Darrin Fryer, Broker Associate for Steamboat Sotheby’s has also seen a shift in the types of buyer coming to Steamboat and is seeing an increase in clients who are looking for more modern style homes. That’s one of the reasons he’s been involved in several spec home development projects over the past few years, to meet the demand of this new market.

Fryer is currently in the process of completing a single family home on Fox Ridge Road that’s the most modern home he’s built to date. “Moving in a more modern direction is not for everyone, but more and more people are interested in it, that’s for sure,” he says. The four-bedroom, four-bath spec home is over 4,500 square feet and features an ultra modern singular shed roofline, a huge departure from the complex rooflines that define the more traditional mountain contemporary luxury homes Fryer has built to date.

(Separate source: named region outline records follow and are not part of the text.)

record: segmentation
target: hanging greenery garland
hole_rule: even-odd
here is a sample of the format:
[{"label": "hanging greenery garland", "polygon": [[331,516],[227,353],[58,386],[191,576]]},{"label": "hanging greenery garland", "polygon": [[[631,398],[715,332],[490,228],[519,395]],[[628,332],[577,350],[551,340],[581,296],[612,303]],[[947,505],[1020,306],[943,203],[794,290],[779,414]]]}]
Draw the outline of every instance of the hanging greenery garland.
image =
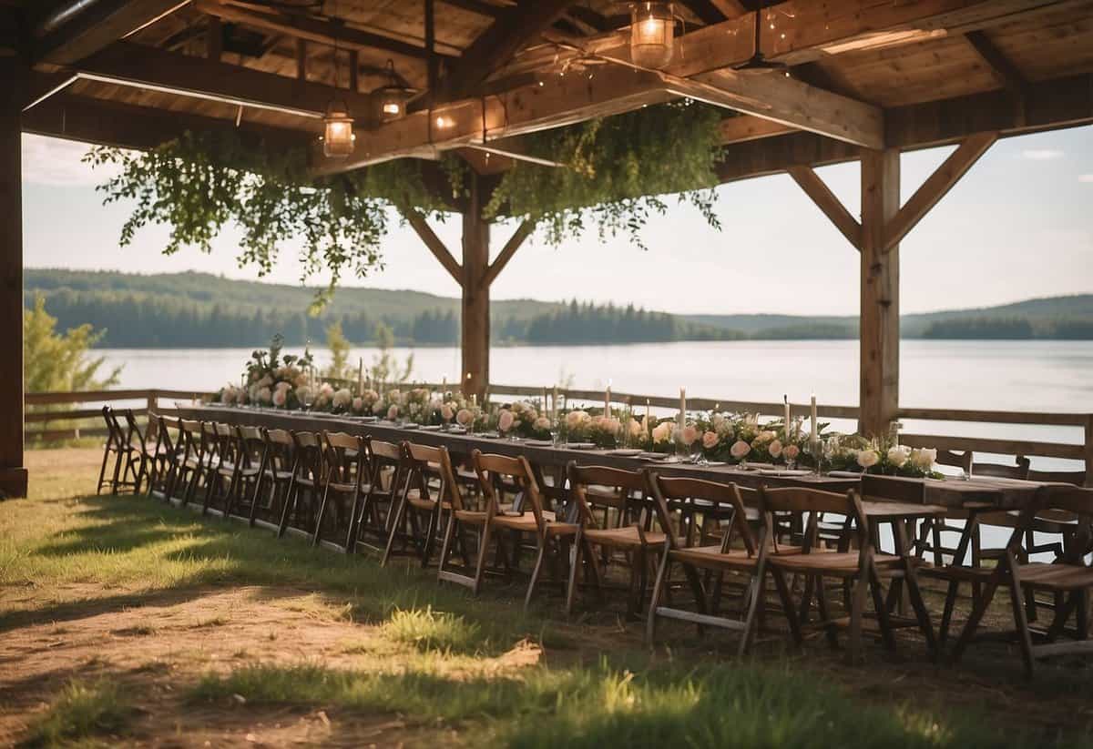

“This is a more simplistic view compared to back in the nineties when it was all about how many roof angles can you have to make a home look credible and fancy. This home moved more toward full square lines, one roofline, tons of glass, cantilevered decks, big window sets and visible steel that show integrity of the structure of the house. There is a rawness that is super modern.”

Fryer explains the design aesthetic aimed to minimize the impact the home has on the surrounding landscape and the great lengths his team went to in terms of excavating the lot to achieve that. “We literally dug into the ground to make sure the house was set into the forest and the ridgeline so it would blend in with the rest of the landscape. You almost don’t see the house from the ski area.”

To that point, Loebeck says modern architecture is often misunderstood and seen as complex when the goal is to achieve a simplicity and efficiency in design that makes sense for the climate, the landscape, the client’s needs and budget, and is more environmentally sound.

“I think there is still a level of restraint here, which is OK,” Loebeck says. “People still like to see more traditional shapes with modern embellishments and building on historic precedent. But then again, I have clients who walk in my door that want something right out of the Hollywood Hills. That’s when the modern approach can be taken from mild to wild.”

When it comes to an increased interest in modern architecture, Fryer is willing to bet on it—the Fox Ridge project is currently on the market for $2,995,000.